Ona bölünmeyen dikkatinizi armağan edin.
Bir dost, bizi gerçekten anlayan, sorunlarımızı gözden geçirirken bize kulak verme sıkıntısına katlanan bir kişi, dünyaya bakışımızı bütünüyle değiştirebilir.
Kısmi dikkat mi, sabırlı Iihtimam mı?
Öfke çoğu zaman ilgi için atılan bir çığlıktır.
Özensiz dinleme çatışmalara neden olur.
Türkiye'de sohbet, soluk almak için duraklayanın anında dinleyici haline geldiği rekabetçi bir alıştırmadır.
İlginizi harekete geçirin.
Hissediyormuş gibi yapmak, rol yapıyormuş gibi hissetmekten daha kolaydır.
Dinlemeyi öğrenin, öğrenmek için dinleyin
Dinlemiyorsanız öğrenemezsiniz.
Hükmetmek mi, eşit konum mu?
Kendinizi yükseltmek istiyorsanız, başka birisini yükseltin.
Uygulama:
Arkadaşınız kendi terfisini kutlamak üzere sizi öğle yemeğine davet ediyor. Yemekte size heyecanla üstleneceği yeni sorumlulukları anlatıyor. Onun adına çok sevinmekle birlikte zihniniz daha çok öğleden sonraki performans değerlendirmesi görüşmesiyle meşguldür.

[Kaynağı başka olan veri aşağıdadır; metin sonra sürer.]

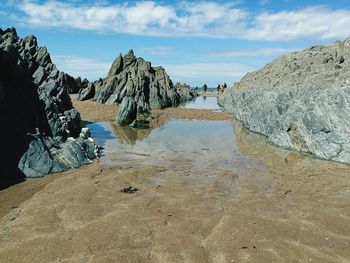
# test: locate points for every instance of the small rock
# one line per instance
(129, 190)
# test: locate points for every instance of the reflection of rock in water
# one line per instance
(129, 135)
(279, 160)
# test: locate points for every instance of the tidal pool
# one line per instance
(203, 103)
(209, 145)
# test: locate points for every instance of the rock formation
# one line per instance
(134, 77)
(300, 101)
(41, 132)
(127, 111)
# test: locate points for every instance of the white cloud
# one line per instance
(83, 67)
(311, 22)
(196, 19)
(210, 72)
(190, 73)
(208, 19)
(262, 52)
(160, 50)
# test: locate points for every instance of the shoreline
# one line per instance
(282, 207)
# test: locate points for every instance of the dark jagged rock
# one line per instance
(134, 77)
(41, 131)
(300, 101)
(127, 111)
(86, 93)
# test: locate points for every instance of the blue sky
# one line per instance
(195, 41)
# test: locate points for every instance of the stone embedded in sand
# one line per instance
(127, 111)
(300, 101)
(42, 127)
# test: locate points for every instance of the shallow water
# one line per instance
(209, 191)
(203, 103)
(207, 144)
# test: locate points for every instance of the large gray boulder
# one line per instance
(300, 101)
(41, 131)
(127, 111)
(134, 77)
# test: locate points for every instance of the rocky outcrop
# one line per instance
(127, 111)
(134, 77)
(41, 132)
(86, 93)
(300, 101)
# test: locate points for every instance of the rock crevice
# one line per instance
(40, 131)
(300, 101)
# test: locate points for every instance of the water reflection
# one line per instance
(206, 144)
(281, 161)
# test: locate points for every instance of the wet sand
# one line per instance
(289, 208)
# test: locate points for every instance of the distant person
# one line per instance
(205, 87)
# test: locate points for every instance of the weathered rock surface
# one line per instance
(127, 111)
(300, 101)
(134, 77)
(40, 129)
(87, 93)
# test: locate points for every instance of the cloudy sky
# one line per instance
(195, 41)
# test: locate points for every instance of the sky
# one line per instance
(196, 42)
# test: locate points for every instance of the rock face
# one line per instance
(134, 77)
(41, 132)
(300, 101)
(127, 111)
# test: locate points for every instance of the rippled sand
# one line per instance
(265, 205)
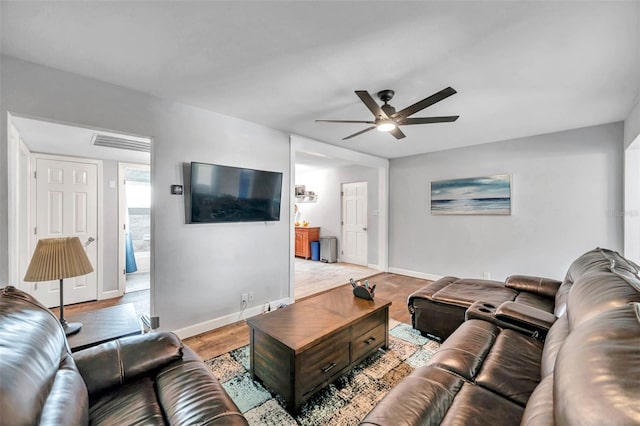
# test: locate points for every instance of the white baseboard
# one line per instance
(214, 323)
(415, 274)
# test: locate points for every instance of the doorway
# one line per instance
(354, 223)
(66, 203)
(30, 138)
(135, 214)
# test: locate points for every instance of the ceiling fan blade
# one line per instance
(429, 120)
(397, 133)
(419, 106)
(373, 106)
(359, 133)
(344, 121)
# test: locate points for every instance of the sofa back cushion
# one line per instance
(38, 378)
(597, 370)
(597, 292)
(596, 260)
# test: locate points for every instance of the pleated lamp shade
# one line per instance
(58, 258)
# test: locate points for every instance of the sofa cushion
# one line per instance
(463, 292)
(597, 292)
(119, 361)
(552, 344)
(535, 285)
(503, 361)
(539, 409)
(598, 369)
(33, 348)
(132, 404)
(421, 398)
(475, 405)
(512, 366)
(67, 402)
(192, 396)
(466, 349)
(536, 301)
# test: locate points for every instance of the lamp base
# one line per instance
(70, 327)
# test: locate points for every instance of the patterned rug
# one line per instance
(345, 402)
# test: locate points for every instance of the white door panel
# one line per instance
(67, 206)
(354, 223)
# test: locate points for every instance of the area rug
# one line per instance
(345, 402)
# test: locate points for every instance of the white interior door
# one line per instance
(67, 206)
(354, 223)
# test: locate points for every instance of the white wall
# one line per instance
(632, 125)
(200, 270)
(327, 211)
(632, 201)
(110, 267)
(566, 199)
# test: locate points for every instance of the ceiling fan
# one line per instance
(388, 120)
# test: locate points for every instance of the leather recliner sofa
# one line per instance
(150, 379)
(586, 371)
(439, 308)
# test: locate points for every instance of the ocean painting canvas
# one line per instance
(479, 195)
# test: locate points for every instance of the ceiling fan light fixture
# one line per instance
(385, 126)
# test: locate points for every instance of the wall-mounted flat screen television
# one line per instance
(234, 194)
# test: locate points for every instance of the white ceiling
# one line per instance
(520, 68)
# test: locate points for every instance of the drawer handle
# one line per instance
(328, 367)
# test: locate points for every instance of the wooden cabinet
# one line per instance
(304, 236)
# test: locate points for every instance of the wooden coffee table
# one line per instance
(298, 350)
(103, 325)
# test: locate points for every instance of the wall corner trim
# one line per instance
(415, 274)
(214, 323)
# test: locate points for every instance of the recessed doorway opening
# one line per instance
(136, 210)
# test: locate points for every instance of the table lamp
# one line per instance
(56, 259)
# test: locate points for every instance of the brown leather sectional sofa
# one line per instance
(585, 370)
(150, 379)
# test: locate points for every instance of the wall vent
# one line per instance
(130, 143)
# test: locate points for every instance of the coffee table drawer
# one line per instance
(323, 361)
(369, 323)
(368, 342)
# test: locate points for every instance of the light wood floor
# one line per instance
(393, 287)
(312, 277)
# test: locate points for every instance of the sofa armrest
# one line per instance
(116, 362)
(526, 315)
(543, 286)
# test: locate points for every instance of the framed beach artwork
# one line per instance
(479, 195)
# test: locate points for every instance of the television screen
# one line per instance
(233, 194)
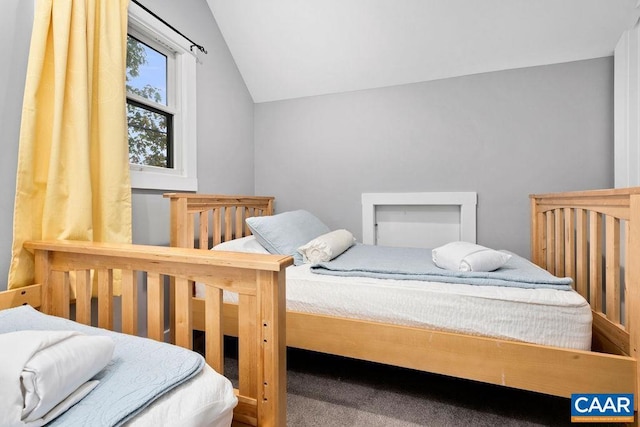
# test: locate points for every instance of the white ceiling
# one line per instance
(295, 48)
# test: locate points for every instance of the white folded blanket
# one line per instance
(465, 256)
(46, 372)
(326, 247)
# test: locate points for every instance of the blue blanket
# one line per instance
(387, 262)
(141, 370)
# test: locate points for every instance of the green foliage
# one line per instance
(148, 136)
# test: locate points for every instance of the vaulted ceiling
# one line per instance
(295, 48)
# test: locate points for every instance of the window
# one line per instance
(161, 105)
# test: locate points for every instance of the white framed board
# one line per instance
(424, 220)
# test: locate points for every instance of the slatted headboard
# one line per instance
(206, 214)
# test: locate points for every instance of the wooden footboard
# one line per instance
(594, 237)
(259, 279)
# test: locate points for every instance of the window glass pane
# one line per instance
(146, 71)
(149, 136)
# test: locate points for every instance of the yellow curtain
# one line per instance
(73, 165)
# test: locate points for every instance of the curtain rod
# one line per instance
(193, 44)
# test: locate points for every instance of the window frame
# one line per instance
(181, 102)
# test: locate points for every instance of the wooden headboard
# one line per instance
(223, 216)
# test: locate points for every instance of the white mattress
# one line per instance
(207, 400)
(542, 316)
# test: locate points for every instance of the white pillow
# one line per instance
(248, 244)
(327, 247)
(284, 233)
(465, 256)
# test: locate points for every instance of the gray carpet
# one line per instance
(327, 391)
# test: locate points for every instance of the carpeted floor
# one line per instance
(327, 391)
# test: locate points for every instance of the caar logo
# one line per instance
(601, 408)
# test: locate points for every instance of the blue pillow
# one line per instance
(284, 233)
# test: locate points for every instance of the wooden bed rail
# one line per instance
(259, 280)
(222, 216)
(594, 237)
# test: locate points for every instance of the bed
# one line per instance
(590, 236)
(203, 397)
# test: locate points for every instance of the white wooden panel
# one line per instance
(418, 219)
(627, 109)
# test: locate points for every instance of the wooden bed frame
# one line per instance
(260, 280)
(590, 236)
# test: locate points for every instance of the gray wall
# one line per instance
(15, 33)
(225, 118)
(504, 134)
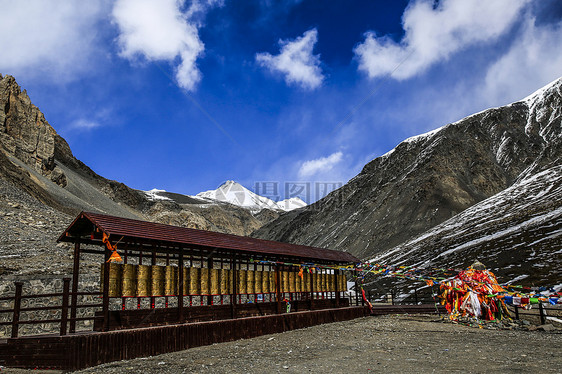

Ne yaparsınız?
Söyleyebilecekleriniz;
Performans değerlendirmesi görüşmenizi düşünmeye devam edersiniz.
"Bakalım patron proje raporunu nasıl bulacak? Ya beklediğim primi alamazsam”
Giderek huzursuzlaşırsınız, içiniz kurtlanmaya başlar.
"Keşke bu yemeğe gelmeyi kabul etmeseydim."
Gözünüz çevrede dolaşır, içeri giren iş arkadaşlarınızı görürsünüz.
"Acaba değerlendirmeleri nasıl geçti? Çok mutlu görünmüyorlar."
Söylemeniz Gerekenler;
Arkadaşınızın sizin açınızdan önemli olduğunu ve bütün dikkatinizi hak ettiğini düşünürsünüz.
"Değerlendirme toplantısını ofise döndükten sonra düşünürüm. Şu yarım saatte bütün dikkatimi Murat'a vermeliyim."
Dikkatinizi yoğunlaştınrsınız. "Dik oturup, masaya doğru eğilip kaşlarımı kaldırarak kendisini dinlediğimi belli etmeliyim."
Bakışlarınızı Murat'ın yüzünden ayırmadığınız için aklınız da başka yerde olmaz.
"Murat'ın terfi etmesi bana da kıvanç veriyor. Bunu hak etmişti."